Until Charles and House jointly discover there are red stains on the car upholstery Charles has just cleaned…and on Charles’s hands, and on the master’s laid-out clothes, and on his bedclothes and on his throat where Charles has recently been shaving him with a straight razor…
The master has been murdered.
So begins Adrian Tchaikovsky’s post-apocalyptic science fiction novel Service Model.
Some time later – after a police investigation – Charles sets out to walk the long miles to report to Diagnostics, and perhaps thereafter to find a new master in need of a gentleman’s gentlebot. Charles would not say he “hoped”; he would say he awaits instructions, and that the resulting uncertainty is inefficiently consuming his resources.

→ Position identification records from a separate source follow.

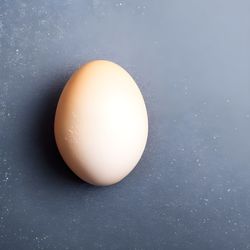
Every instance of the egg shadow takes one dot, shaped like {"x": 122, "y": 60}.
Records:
{"x": 56, "y": 168}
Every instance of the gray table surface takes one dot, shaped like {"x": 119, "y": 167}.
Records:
{"x": 191, "y": 189}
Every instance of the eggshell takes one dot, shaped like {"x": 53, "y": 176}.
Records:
{"x": 101, "y": 123}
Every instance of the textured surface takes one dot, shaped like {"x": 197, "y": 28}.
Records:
{"x": 191, "y": 190}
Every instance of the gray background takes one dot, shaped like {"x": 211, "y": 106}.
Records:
{"x": 191, "y": 189}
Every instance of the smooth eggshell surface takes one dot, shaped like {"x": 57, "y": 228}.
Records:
{"x": 101, "y": 123}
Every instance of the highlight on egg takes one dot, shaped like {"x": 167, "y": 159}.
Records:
{"x": 101, "y": 123}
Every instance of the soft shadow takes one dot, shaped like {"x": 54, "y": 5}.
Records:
{"x": 46, "y": 139}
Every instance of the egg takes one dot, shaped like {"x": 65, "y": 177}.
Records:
{"x": 101, "y": 123}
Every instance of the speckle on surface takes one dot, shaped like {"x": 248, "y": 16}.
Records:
{"x": 191, "y": 60}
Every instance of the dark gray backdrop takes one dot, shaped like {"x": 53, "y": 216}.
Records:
{"x": 191, "y": 60}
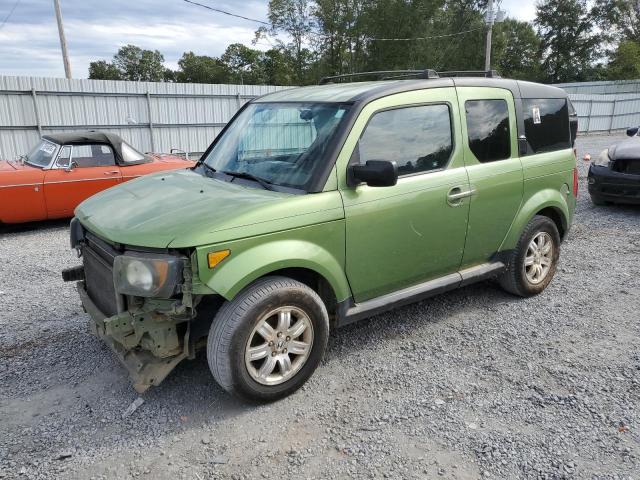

His journey takes him through a landscape filled with other robots that have lost their purpose. Manor after manor along the road is dark or damaged; at one, a servant robot waits pointlessly to welcome guests who never come. The world, it seems, is stuck in recursive loops that cannot be overridden because the human staff required to do so have been…retired. At the Diagnostics center Charles finds more of the same: a queue of hundreds of robots waiting to be seen, stalled by the lack of a Grade Seven human to resolve the blockage.
Enter “the Wonk”, a faulty robot with no electronic link and a need to recharge at night and consume food, who sees Charles – now Uncharles, since he no longer serves the master who named him – as infected with the “protagonist virus” and wants him to join in searching for the mysterious Library, which is preserving human knowledge. Uncharles is more interested in finding humans he can serve.
Their further explorations of a post-apocalyptic world, thinly populated and filled with the rubble of cities, along with Uncharles’s efforts to understand his nature, form most of the rest of the book. Is Wonk’s protagonist virus even a real thing? He doubts that it is. And yet, he feels himself finding excuses to avoid taking on yet another pointless job.
The best part of all this is Tchaikovsky’s rendering of Cbarles/Uncharles’s thoughts about himself and his attempts to make sense of the increasingly absurd world around him. A long, long way into the book it’s still not obvious how it will end.